Howto migrate Billions of objects

dingdong · October 14, 2020, 1:02pm

Hi

I am in the process of evaluation a migration method for our environment. I was wondering if rclone could able to handle our migration need.

We have on-premises object storage that needs to be migrated to different vendor. We have roughly around 2.5 Billion small objects (avg. size is around 20K) in our largest bucket. We’re using keys similar to this example: 0111f0/60/00/00/object.dat.

During the migration, we would need to achieve around 1000-1500 TPS, faster than that will stress the source too much and slower will take too much time.

As far as I understood, Rclone requires quite a lot of memory on and CPU when working with large number of objects. Is it able to handle this much?

asdffdsa · October 14, 2020, 1:32pm

hello and welcome to the forum

there are many flags that can be tweaked.
for example,
https://rclone.org/docs/#no-check-dest
https://rclone.org/docs/#no-traverse

ncw · October 14, 2020, 3:39pm

The --tpslimit flag has got you covered there

CPU isn't normally a problem, but memory might be.

You say your objects look like 0111f0/60/00/00/object.dat - rclone will treat that as a file path even though it is really just a database key.

The limiting factor is how many files in a "pseudo directory". Rclone needs to keep the info for each directory in memory. This takes about 1k of RAM per object, so if your largest directory has 1,000,000 objects in it then rclone will use about 1G of RAM per --checkers.

If you want to find the largest directory then you could do something like this

rclone lsf -R --files-only remote:bucket | sort > listing
sed 's/\(.*\)\/\(.*\)$/\1/' < listing | uniq -c | sort -n | tail

Which will output something like this

     22 rclone-integration-tests/2020-09-18-172054
     22 rclone-integration-tests/2020-09-21-181957
     22 rclone-integration-tests/2020-10-07-183607
     25 rclone/bin
     47 rclone/docs/content
     68 rclone/docs/content/commands
    101 100files
    101 100files-copy
   1301 dir
   2000 2000small

Indicating the directory 2000small has 2000 objects in.

If you are migrating from an S3 to S3 appliance then you'd use --checksum to stop rclone reading metadata.

dingdong · October 15, 2020, 12:16pm

Thanks for the initial advice.

I ran this against our one of our smaller bucket and it seems that data is distributed evenly across file paths.

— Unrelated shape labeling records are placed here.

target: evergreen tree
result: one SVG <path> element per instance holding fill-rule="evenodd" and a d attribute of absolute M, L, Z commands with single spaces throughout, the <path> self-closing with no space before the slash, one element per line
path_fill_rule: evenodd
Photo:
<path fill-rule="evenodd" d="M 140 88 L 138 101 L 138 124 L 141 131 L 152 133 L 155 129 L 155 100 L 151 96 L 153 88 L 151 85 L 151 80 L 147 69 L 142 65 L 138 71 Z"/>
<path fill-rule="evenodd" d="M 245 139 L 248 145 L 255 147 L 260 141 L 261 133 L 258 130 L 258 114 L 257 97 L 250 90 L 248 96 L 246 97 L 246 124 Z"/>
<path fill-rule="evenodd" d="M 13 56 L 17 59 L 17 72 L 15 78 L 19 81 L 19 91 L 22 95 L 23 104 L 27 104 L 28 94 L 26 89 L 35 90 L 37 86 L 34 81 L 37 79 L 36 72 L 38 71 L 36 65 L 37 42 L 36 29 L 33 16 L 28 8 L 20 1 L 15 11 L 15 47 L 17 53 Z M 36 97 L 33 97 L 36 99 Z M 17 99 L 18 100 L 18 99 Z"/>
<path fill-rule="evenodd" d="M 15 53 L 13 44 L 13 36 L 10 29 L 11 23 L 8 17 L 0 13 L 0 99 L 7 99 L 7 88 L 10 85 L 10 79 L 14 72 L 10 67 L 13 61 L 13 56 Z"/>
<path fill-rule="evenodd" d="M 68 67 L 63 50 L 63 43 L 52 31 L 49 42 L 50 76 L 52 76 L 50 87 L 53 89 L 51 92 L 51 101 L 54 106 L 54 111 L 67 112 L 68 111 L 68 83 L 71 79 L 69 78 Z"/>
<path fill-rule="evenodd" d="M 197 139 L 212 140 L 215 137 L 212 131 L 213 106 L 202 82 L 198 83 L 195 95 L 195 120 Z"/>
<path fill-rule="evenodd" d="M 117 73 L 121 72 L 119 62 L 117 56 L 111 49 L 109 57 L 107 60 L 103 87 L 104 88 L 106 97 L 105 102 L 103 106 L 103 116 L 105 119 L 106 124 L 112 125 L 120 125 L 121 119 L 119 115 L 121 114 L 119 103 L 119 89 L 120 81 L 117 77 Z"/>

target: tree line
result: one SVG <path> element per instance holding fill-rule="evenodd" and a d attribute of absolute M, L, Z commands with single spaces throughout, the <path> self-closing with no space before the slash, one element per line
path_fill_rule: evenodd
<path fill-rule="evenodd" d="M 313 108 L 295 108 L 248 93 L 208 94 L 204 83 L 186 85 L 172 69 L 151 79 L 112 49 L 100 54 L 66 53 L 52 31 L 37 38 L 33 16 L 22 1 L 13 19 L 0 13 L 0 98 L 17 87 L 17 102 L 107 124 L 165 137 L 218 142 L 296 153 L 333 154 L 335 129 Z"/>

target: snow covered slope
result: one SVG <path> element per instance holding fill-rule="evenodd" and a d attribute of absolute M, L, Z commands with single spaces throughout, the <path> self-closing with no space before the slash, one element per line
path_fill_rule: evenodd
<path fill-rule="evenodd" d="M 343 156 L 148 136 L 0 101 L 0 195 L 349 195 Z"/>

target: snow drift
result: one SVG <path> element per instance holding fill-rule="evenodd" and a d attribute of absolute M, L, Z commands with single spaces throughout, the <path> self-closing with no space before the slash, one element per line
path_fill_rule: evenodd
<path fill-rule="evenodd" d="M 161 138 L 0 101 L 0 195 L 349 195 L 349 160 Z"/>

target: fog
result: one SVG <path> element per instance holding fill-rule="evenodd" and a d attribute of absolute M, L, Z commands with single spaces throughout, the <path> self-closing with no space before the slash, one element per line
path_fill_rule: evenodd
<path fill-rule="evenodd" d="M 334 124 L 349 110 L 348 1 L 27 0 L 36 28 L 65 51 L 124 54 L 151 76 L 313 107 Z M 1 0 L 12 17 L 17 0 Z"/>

This would roughly mean that we would need more than 166GB of memory, as there’s 15 file paths. This should not be an issue as we can allocate around 512-768GB is needed. I need to do some more testing and see if I can calculate this against the large bucket. That will take a long time to complete..

Luckily the bucket we need to migrate is WORM protected and there will not be any new writes to it during the migration. That should make things a bit easier. We just need 1:1 copy of all objects. I will need to dig deeper on the needed parameters and start testing this tool a bit more.

one issue that’s wondering about is what happens if there’s a network failure or other issue during the migration. Is the only option to start from the beginning? All list operations to the source array are painful to execute. I already noticed that there’s no graceful stop or pause options.

ncw · October 17, 2020, 9:47am

To make sure rclone only transfers one of these paths at once you need --checkers 1 otherwise it will try to do multiple.

I recommend --checksum. Put --transfers up from the default 4 to get the throughput up.

Yes, starting from the beginning is the only option. Rclone won't transfer stuff it hasn't transferred already.

If you are concerned you could split the transfer into the 15 paths.

You can pause the process with CTRL-Z for arbitrary amounts of times and it will come back just fine.

asdffdsa · October 17, 2020, 12:55pm

hi, can you change the transfer rate on the fly with this
https://rclone.org/rc/#core-bwlimit

system · December 17, 2020, 8:55am

This topic was automatically closed 60 days after the last reply. New replies are no longer allowed.